Excessive sitting, especially when done in prolonged, uninterrupted bouts, may increase the risk of premature death, even in people who exercise a lot. But frequent breaks may mitigate the negative effects, according to a study in the Annals of Internal Medicine in October 2017.
Researchers tracked the sedentary behavior of 8,000 Americans ages 45 and older using a hip-mounted accelerometer for a week. They found that people averaged 12.3 sedentary hours per 16-hour waking day. During a four-year follow-up, 340 participants died. Greater daily sedentary time and longer average sedentary bouts were both associated with higher mortality rates, regardless of age, sex, weight, cardiovascular risk factors, and exercise habits.

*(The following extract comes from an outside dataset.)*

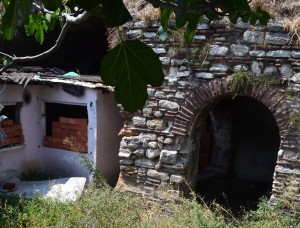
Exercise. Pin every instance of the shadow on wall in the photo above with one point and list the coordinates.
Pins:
(241, 153)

“Our findings suggest that total sedentary time and prolonged, uninterrupted sedentary bouts are jointly associated with increased risk for death and that interrupting sedentary time every 30 minutes may protect against the health risks incurred by prolonged sedentariness,” the study concluded.
The problem with sitting a lot isn’t just that it burns so few calories. Animal studies have found that because of lack of muscle activity, prolonged sitting can adversely affect blood cholesterol, triglycerides and blood sugar levels, as well as increase inflammation and fat storage.
The good news is that research suggests that all you need to do is break up prolonged sitting time by getting up and taking five-minute walks every couple of hours. Even just standing up for a minute or pacing around the room may help. And if you don’t exercise regularly, these short bouts may help break the inertia of sedentariness and lead you to longer, more strenuous activity.